Staging, intermediate, and marts pattern in dbt - Time & Space Complexity
When using the staging, intermediate, and marts pattern in dbt, we want to understand how the time to build models grows as data size increases.
We ask: How does the processing time change when data gets bigger in each layer?
Analyze the time complexity of this dbt model sequence.
-- staging/customers.sql
select * from raw.customers
-- intermediate/orders_clean.sql
select * from raw.orders where status = 'complete'
-- marts/sales_summary.sql
select customer_id, count(*) as total_orders
from intermediate.orders_clean
group by customer_id
This code shows three layers: staging copies raw data, intermediate filters orders, and marts aggregate sales per customer.
Look at the main repeated work in each layer.
- Primary operation: Scanning rows in tables (select * or filtering)

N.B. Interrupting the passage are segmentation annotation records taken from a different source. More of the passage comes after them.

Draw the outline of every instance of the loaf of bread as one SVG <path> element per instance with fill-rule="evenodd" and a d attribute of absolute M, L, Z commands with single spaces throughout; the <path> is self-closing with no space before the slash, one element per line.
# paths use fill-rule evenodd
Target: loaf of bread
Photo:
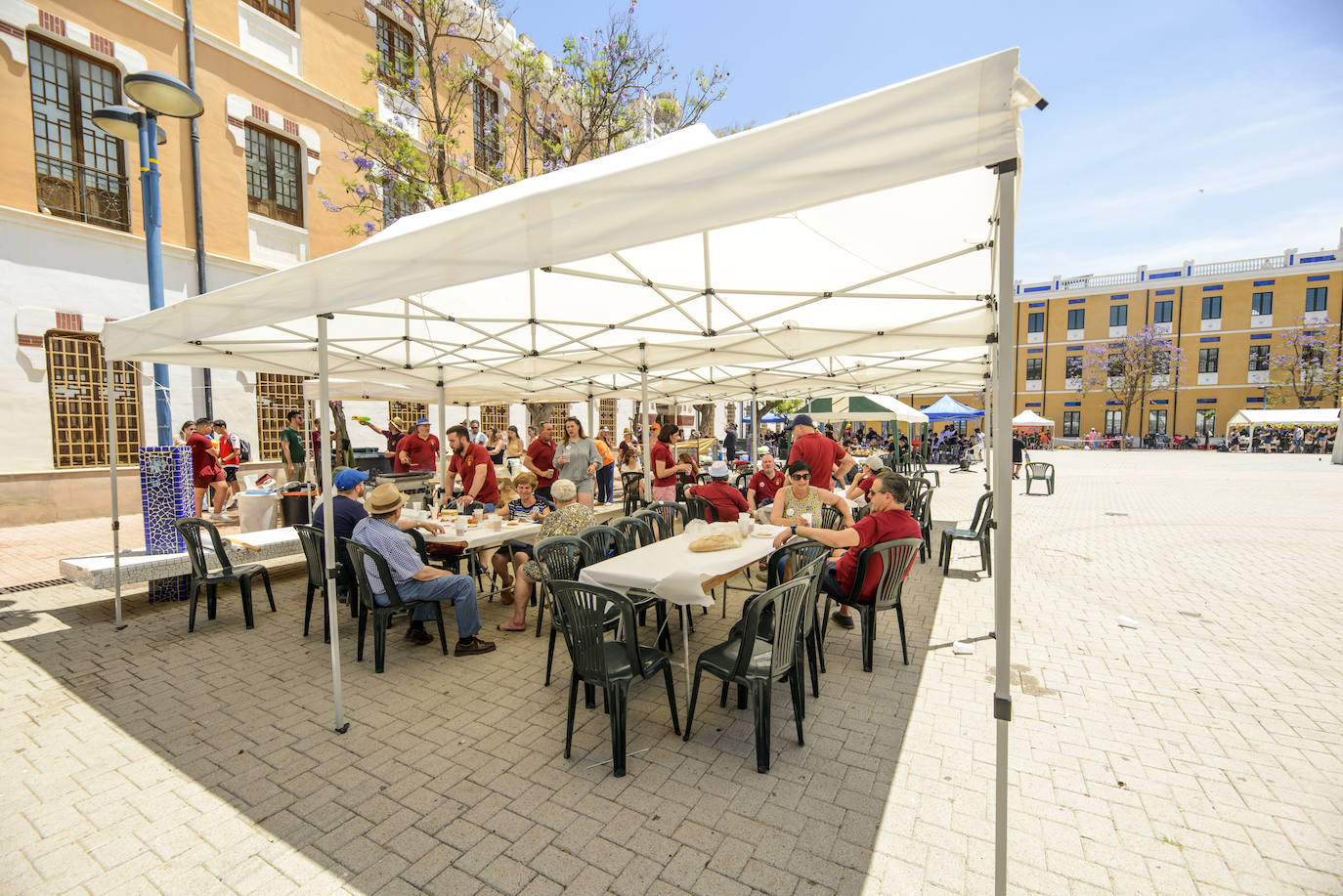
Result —
<path fill-rule="evenodd" d="M 720 532 L 719 535 L 706 535 L 690 543 L 690 549 L 698 553 L 708 551 L 731 551 L 739 547 L 741 547 L 741 539 L 733 537 L 725 532 Z"/>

- How many times: Once per layer, each processes all input rows
As input rows increase, each layer processes more data.
| Input Size (n) | Approx. Operations |
|---|---|
| 10 | About 10 rows scanned per layer |
| 100 | About 100 rows scanned per layer |
| 1000 | About 1000 rows scanned per layer |
Pattern observation: The work grows roughly in direct proportion to the number of rows.
Time Complexity: O(n)
This means the time to build these models grows linearly as the data size grows.
[X] Wrong: "Adding more layers multiplies the time complexity exponentially."
[OK] Correct: Each layer processes data once, so total time adds up linearly, not multiplies exponentially.
Understanding how data flows through layers and affects processing time helps you design efficient data pipelines and explain your approach clearly.
"What if the marts layer added a nested loop join on a large table? How would the time complexity change?"